Si elle souligne un facteur de clivage important, l'opposition entre les firmes "financiarisées" (GM, Ford), qui désinvestissent dans la sphère manufacturière (externalisation) pour se positionner sur les activités aval (crédit, services), et les firmes "productives" (Toyota) qui renforcent leur présence dans la conception et la production des systèmes (électroniques par exemple) ne suffit pas à décrire la variété des configurations qui doivent être appréhendées plus précisément pour identifier les formes de la diffusion de la valeur actionnariale dans l'industrie automobile et son impact réel sur les décisions d'investissement ou de désinvestissement.

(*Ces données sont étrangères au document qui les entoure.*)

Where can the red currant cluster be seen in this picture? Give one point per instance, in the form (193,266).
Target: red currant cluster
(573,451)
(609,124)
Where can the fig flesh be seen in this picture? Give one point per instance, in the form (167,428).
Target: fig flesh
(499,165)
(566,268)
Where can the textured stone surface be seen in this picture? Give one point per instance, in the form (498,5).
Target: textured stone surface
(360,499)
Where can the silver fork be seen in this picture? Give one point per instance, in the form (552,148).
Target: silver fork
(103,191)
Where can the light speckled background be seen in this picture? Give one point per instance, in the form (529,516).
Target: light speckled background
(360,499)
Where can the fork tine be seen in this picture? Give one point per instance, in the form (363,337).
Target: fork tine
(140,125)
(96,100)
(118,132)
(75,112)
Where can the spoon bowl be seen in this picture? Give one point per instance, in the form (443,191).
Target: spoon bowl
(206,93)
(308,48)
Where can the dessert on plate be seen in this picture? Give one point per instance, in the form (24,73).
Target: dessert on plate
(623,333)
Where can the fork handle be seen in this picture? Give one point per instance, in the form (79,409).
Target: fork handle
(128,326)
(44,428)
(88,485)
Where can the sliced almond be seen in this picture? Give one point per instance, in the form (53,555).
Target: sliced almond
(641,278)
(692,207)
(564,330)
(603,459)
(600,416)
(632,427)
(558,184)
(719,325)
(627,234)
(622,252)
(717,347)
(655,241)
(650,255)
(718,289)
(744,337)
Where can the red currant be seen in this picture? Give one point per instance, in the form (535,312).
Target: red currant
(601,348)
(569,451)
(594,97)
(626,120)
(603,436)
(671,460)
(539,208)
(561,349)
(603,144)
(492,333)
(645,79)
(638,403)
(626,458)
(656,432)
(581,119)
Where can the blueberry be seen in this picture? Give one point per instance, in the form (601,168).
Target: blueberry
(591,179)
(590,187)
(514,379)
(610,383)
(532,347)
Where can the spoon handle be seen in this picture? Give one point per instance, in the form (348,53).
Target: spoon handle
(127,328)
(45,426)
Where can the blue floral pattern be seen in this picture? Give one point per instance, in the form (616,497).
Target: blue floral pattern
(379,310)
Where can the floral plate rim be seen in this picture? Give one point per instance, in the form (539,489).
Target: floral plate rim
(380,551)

Sur ce plan, le séminaire a permis de réunir un ensemble de travaux qui commencent à lever le voile sur le mystère de la finance (voir la contribution de Karel Williams à ce numéro de la Lettre).

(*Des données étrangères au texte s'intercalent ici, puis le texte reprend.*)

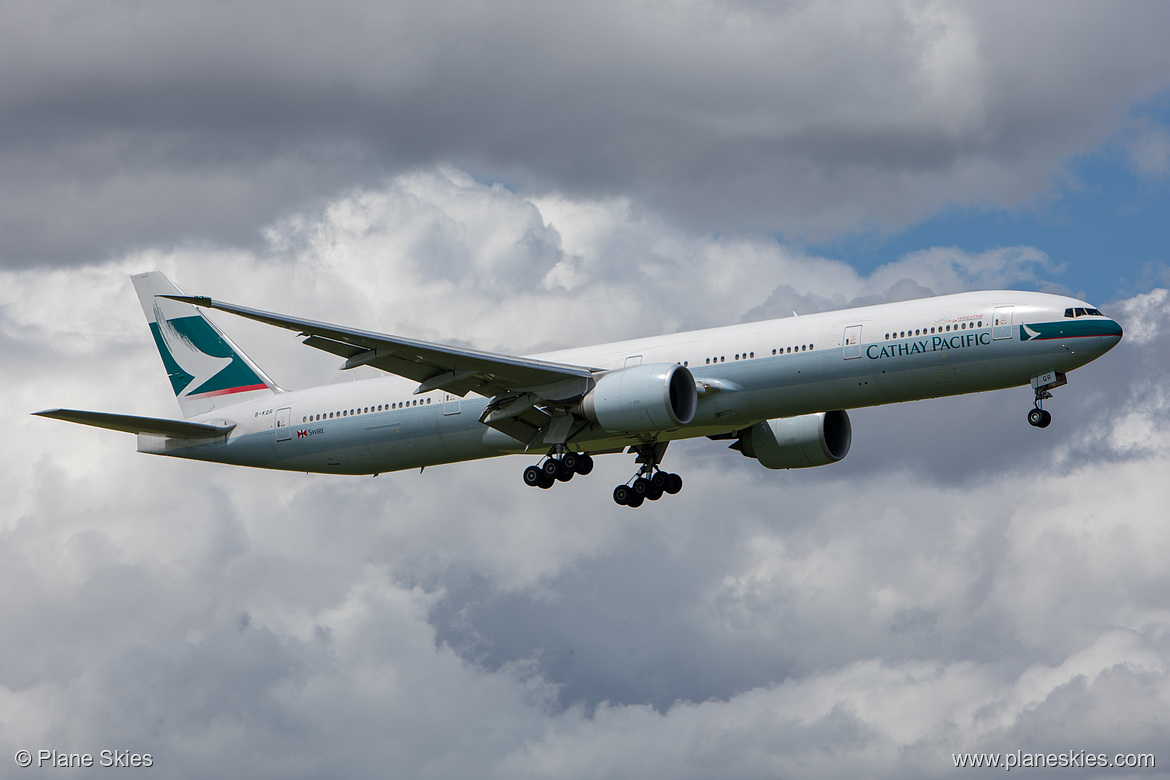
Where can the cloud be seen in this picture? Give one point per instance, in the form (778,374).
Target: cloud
(132,126)
(959,582)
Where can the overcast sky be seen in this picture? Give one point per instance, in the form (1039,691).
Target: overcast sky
(522,177)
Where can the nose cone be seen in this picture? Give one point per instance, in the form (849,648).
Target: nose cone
(1110,335)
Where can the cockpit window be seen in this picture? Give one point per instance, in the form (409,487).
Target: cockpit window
(1082,312)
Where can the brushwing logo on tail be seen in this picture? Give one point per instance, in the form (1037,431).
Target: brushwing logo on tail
(198,360)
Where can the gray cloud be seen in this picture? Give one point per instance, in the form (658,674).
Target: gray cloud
(959,582)
(131,125)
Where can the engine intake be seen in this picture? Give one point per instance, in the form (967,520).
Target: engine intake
(798,442)
(642,399)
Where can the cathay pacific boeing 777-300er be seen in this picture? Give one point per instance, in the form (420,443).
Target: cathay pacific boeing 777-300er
(776,390)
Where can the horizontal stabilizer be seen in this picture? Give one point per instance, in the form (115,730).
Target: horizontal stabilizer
(135,425)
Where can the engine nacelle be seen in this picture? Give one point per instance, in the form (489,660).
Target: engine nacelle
(642,399)
(798,442)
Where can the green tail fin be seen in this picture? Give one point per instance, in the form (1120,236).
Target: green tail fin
(207,371)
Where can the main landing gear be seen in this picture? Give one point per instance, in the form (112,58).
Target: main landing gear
(651,482)
(557,468)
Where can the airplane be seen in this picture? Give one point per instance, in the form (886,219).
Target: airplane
(777,390)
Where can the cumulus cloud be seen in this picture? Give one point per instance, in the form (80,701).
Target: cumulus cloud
(961,582)
(131,125)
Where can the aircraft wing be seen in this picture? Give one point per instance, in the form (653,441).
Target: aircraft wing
(434,366)
(136,425)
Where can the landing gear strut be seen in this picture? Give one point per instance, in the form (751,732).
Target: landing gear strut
(651,482)
(1038,418)
(557,467)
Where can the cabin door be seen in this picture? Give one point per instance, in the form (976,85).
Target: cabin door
(283,423)
(851,345)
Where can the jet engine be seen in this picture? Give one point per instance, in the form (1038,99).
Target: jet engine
(798,442)
(642,399)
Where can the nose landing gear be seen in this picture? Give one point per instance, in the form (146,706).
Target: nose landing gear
(1038,418)
(651,482)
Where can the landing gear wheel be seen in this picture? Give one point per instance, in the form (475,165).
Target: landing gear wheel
(584,464)
(534,476)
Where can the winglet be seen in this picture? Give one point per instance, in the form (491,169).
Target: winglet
(193,299)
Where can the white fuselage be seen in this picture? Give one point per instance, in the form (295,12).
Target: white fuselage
(747,373)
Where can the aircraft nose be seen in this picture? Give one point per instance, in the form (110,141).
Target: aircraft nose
(1110,333)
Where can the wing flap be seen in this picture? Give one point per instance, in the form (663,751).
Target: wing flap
(135,425)
(434,366)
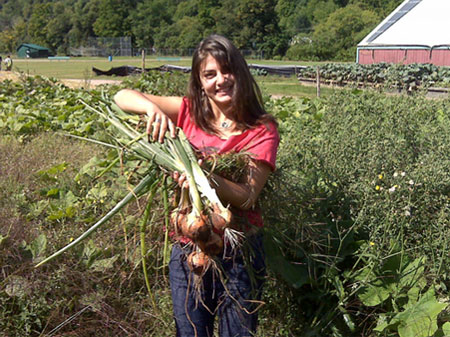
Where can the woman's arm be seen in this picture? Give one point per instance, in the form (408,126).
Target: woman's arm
(244,194)
(162,111)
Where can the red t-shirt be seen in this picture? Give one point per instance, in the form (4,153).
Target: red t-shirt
(261,143)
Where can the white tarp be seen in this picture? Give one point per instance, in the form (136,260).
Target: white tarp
(414,22)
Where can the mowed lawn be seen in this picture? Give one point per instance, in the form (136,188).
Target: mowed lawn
(80,68)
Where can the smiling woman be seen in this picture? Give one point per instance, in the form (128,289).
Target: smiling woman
(223,113)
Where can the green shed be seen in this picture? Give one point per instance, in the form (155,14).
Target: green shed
(30,50)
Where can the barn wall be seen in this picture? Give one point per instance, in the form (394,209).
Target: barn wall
(438,57)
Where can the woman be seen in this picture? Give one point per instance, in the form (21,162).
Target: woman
(223,112)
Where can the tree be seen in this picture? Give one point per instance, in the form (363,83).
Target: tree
(148,18)
(113,19)
(338,36)
(85,13)
(252,24)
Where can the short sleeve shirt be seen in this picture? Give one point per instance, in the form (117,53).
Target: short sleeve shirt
(261,143)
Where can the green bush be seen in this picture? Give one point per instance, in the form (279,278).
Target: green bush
(362,192)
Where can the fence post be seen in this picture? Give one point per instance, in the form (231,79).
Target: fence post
(318,81)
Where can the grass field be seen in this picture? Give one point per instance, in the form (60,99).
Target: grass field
(81,69)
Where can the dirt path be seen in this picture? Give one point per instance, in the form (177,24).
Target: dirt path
(71,83)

Néanmoins, la stratégie de financiarisation à outrance qui donne à la création de valeur actionnariale un poids prépondérant dans les critères de décision, au détriment des autres composantes de l'entreprise (salariés, mais aussi fournisseurs, distributeurs, etc.) n'est pas sans risques. Risques financiers d'abord, car l'industrie automobile restera structurellement sous-performante en termes de rentabilité financière par rapport aux autres activités qui séduisent les financiers, si bien qu'en fixant des objectifs de rendement élevés, on peut tout à la fois décevoir la communauté financière et sombrer dans les travers du court-termisme. Risques technologiques ensuite, car le court-termisme peut conduire à un sous-investissement dans l'innovation (syndrome du "too lean") et, au total, à des produits non concurrentiels sur les plans technologique et commercial. Risques économiques enfin, car les clients se détourneront de produits insuffisamment attractifs.

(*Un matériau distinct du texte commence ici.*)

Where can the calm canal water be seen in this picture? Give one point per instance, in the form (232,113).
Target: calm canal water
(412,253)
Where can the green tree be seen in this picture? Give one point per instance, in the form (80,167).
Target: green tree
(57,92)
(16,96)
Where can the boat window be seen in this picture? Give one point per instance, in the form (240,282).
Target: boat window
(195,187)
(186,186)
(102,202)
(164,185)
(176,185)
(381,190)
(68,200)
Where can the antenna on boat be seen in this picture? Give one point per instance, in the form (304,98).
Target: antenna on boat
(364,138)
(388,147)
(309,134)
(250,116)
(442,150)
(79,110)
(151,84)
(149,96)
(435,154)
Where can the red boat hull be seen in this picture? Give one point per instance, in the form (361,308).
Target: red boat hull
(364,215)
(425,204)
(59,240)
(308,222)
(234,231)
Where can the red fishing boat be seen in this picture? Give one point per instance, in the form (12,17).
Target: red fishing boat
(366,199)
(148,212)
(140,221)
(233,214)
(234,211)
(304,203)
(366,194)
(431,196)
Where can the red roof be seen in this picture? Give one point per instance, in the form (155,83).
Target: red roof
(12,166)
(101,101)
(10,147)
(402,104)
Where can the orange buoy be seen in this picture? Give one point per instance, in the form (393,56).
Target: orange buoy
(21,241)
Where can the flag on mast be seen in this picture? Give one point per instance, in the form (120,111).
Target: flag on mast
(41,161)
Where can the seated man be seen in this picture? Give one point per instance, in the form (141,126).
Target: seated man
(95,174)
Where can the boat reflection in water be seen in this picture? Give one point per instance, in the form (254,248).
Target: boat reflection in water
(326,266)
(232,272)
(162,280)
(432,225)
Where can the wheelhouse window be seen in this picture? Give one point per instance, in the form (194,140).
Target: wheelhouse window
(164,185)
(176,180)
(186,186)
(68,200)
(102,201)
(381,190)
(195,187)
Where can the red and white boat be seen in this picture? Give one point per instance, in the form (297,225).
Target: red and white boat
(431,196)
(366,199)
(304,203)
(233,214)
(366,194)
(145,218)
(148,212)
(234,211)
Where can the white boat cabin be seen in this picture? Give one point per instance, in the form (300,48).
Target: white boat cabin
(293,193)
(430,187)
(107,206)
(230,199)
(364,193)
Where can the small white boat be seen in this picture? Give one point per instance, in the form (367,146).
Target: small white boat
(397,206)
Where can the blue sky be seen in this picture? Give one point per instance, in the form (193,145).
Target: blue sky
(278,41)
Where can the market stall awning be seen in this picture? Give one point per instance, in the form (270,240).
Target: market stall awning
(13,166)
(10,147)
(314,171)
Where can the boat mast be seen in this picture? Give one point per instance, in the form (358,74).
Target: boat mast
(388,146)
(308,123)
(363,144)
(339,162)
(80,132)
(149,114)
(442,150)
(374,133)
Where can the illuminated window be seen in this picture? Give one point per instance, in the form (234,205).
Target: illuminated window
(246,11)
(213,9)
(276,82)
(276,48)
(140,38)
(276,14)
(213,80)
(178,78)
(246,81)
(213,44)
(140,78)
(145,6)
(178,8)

Le cas de Chrysler est instructif sur ce plan. Au bord de la faillite à la fin des ann*es 70, la firme est redressée par un dirigeant qui n'accepte que des stock options comme rémunération. Elle va être considérée comme exemplaire dans les années quatre-vingt dix alliant une stratégie d'innovation (lancement du segment des minivans aux Etats-Unis, technocentre), une gestion "allégée" et partenariale des relations d'approvisionnement (une forte externalisation autorisant une flexibilité productive) et performances financières (des taux de marge et une rentabilité des capitaux employés records). Autant d'atouts qui ont séduit les dirigeants de Daimler pour acquérir le troisième constructeur américain. Au delà des difficultés ou des maladresses dans la gestion de la fusion des deux firmes, il semble bien que la "mariée était trop belle" et que certaines faiblesses étaient été sous-estimés.
Peut-on en déduire que les stratégies de long terme (innovation, conception de nouveaux modèles) ont été sacrifiées par Chrysler sur l'autel de la pression des actionnaires institutionnels américains qui ont aujourd'hui déserté le capital de DaimlerChrysler ? La pression exercée par Kirk Kerkorian au milieu de la d*cennie 90 pour améliorer la valeur actionnariale n'a-t-elle pas contribuer à détourner les ressources de Chrysler de son coeur de métier (la conception et la production de véhicules) ? Ce serait rapide, mais la question mérite d'être posée avant que le retournement de l'environnement économique et social ne révèle les excès de la financiarisation. Les discussions autour des fusions-acquisitions lors de la prochaine rencontre internationale nous permettra certainement de prolonger ce débat.